Though covering a short period of time, this small volume has one merit, or rather two: 1) collecting the messages sent by the Pope during the first months of his pontificate, a short one-line catechesis, as it were, beyond the ephemeral, i.e., the dimension which seems to characterize social networks; and 2) providing a contribution to outlining Pope Francis’ personality through his own words. The analysis of the 140 tweets of this six-month period, in fact, brings the guidelines of his message to the fore, from the invitation to the faithful to pray for him (his first tweet on March 17, four days after his election) and to take care of God’s creation (March 19 and June 5) to the reminder that “true power is service. The Pope must serve all people, especially the poor, the weak, the vulnerable” (March 19) and advice on how to be with Jesus who “demands that we go out from ourselves and from living a tired habitual faith” (March 27), “letting Christ take possession of our lives and transform them” (April 10) and to avoid being “part-time and low-cost Christians” (May 16 and September 5), “bored or sad believers” (June 30), or “being content to live a mediocre Christian life” (May 7), to small pieces of advice to the faithful like: “How marvelous it would be if at the end of the day each of us could say: ‘Today I have performed an act of charity toward others’” (April 29) or “Are you angry with someone? Pray for that person. That is what the Christian life is about” (June 17).

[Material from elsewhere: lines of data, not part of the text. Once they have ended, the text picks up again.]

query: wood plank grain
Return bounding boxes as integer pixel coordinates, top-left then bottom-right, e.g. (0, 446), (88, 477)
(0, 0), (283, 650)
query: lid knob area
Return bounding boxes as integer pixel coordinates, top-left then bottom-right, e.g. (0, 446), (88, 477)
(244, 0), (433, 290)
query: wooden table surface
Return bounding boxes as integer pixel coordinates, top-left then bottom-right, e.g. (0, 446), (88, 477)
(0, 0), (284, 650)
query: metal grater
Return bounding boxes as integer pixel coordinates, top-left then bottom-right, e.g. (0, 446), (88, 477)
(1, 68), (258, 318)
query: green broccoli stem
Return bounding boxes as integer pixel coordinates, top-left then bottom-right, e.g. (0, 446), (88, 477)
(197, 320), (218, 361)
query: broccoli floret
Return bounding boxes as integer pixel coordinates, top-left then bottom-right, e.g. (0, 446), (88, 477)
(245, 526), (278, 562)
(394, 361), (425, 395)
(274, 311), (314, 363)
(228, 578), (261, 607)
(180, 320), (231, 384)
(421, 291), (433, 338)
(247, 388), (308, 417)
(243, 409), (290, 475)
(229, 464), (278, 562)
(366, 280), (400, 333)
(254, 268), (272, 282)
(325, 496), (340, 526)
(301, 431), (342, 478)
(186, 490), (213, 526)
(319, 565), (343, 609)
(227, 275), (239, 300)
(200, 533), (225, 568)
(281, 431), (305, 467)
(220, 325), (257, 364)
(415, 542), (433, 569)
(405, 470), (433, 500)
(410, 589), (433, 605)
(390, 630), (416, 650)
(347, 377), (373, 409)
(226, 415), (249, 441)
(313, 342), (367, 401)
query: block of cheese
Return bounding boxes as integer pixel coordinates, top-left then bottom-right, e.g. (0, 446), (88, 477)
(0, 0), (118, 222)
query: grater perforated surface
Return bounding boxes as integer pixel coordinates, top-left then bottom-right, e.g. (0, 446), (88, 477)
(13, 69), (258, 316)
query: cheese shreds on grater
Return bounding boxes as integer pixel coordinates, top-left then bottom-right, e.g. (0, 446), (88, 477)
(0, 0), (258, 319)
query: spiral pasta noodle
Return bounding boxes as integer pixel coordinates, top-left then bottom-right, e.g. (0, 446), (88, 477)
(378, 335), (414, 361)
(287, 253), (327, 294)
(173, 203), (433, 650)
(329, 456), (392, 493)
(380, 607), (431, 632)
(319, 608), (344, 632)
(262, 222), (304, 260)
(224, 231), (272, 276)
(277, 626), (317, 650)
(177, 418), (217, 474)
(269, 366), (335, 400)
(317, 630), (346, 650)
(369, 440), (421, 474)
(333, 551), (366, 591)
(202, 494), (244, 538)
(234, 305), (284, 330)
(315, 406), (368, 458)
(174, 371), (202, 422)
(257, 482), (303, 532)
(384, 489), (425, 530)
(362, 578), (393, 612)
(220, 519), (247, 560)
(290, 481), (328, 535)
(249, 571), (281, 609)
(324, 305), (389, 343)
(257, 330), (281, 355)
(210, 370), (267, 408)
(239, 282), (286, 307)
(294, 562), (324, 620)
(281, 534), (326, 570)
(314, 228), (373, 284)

Nor can we leave out the strong messages for Lent, Holy Week and Easter (March 25 to April 1), his attention to the Chinese people: “On the feast of Mary Help of Christians I join the Catholics in China who trust in the protection of Our Lady of Sheshan and I pray for them” (May 23), his closeness to young people, whom he asks “not to bury your talents, the gifts that God has given you. Do not be afraid to dream of great things” (April 26), and to whom he wrote straight off during the intense Rio World Youth Days, getting into hash tags #Rio2013 and #JMJ until the dramatic escalation of war in Syria, to which Pope Francis reacted by rallying believers from all over the world, inviting them to fast and pray. Here, in an uninterrupted crescendo, the tweets become more intense, more than one per day, and they vibrantly record the Holy Father’s sorrowful appeal to “pray for peace” (September 1) and denounce “how much suffering, how much devastation, how much pain the use of arms has caused in its wake” (September 2), to condemn “the use of chemical weapons” (September 3) and his call for negotiation.
These tweets are strong messages given in small doses day by day, messages that all of us can find on our Smartphones and use as a stimulus to reflect and meditate on our Christian life.